Universality in edge-source diffusion dynamics

We show that in edge-source diffusion dynamics the integrated concentration $N\left(t\right)$ has a universal dependence with a characteristic time scale $\tau =(\mathcal{A}∕\mathcal{P}{)}^2\pi ∕(4D)$, where $D$ is the diffusion constant while $\mathcal{A}$ and $\mathcal{P}$ are the cross-sectional area and perimeter of the domain, respectively. For the short-time dynamics we find a universal square-root asymptotic dependence $N\left(t\right)=N_0\sqrt{t∕\tau }$ while in the long-time dynamics $N\left(t\right)$ saturates exponentially at $N_0$. The exponential saturation is a general feature while the associated coefficients are weakly geometry dependent.

Figure 1

A sketch of the cross section $\Omega$ (white) with boundary $\partial \Omega$ (black curve) in the $xy$ plane of a rod with translational invariance in the $z$ direction. At time $t=0$, where the concentration $c(\mathbf{r},t)$ inside $\Omega$ is zero, diffusion is suddenly turned on from the outside, where the concentration is kept at the constant value $c_0$ (gray).

Figure 2

A linear-log plot of $N\left(t\right)∕N_0$ as a function of $t∕\tau$ for a circular cross section (white circles) and for an arbitrarily shaped cross section (gray stars); both shapes are shown in the insets. The solid line shows the exact result for the circle, i.e., the first 1000 terms in the infinite series Eq. (14), the dashed line shows the short-time asymptotic expression Eq. (5), the dot-dashed line shows the long-time asymptotic expression Eq. (12) for the circle with ${\alpha }_1={\gamma }_{0,1}^2\pi ∕16$ and ${\beta }_1=4∕{\gamma }_{0,1}^2$, while the data points are the results of time-dependent finite-element simulations.

Figure 3

Plot of the deviation $\mathrm{\Delta }N\left(t\right)∕N_0$ from the circular case, Eq. (15), as a function of $t∕\tau$ for different cross sections (see insets). The data points are results of finite-element simulations.

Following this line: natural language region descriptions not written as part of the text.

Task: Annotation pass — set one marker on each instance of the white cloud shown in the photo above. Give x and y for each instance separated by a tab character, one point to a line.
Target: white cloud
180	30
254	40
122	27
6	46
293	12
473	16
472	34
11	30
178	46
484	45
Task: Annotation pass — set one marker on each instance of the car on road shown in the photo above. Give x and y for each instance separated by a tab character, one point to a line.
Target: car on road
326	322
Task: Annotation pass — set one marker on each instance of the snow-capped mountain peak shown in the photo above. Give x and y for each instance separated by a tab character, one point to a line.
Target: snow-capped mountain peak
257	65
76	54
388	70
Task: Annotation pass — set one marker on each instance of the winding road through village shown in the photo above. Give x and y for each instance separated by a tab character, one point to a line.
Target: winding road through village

The ellipses have eccentricities 1, 1.5, 2, and 2.5, the circle sectors have angles $\pi ,2\pi ∕3,\pi ∕2$, and $\pi ∕3$, and the rectangles have aspect ratios 1, 1.5, 2, and $3$. Note how the maximal deviation is less than $\pm 0.03$ or $\pm 3\%$.

Figure 4

Plots as in Fig. 3 but here for two extreme geometries: a sector of a circular disk with angle $2\arctan (1∕30)$ and a rectangle with aspect ratio $1∕30$ (see insets). While these two shapes have nearly the same area and perimeter, the former fills more slowly than the circular cross section and the latter faster. The maximal deviations are $-6\%$ and $+10\%$, respectively.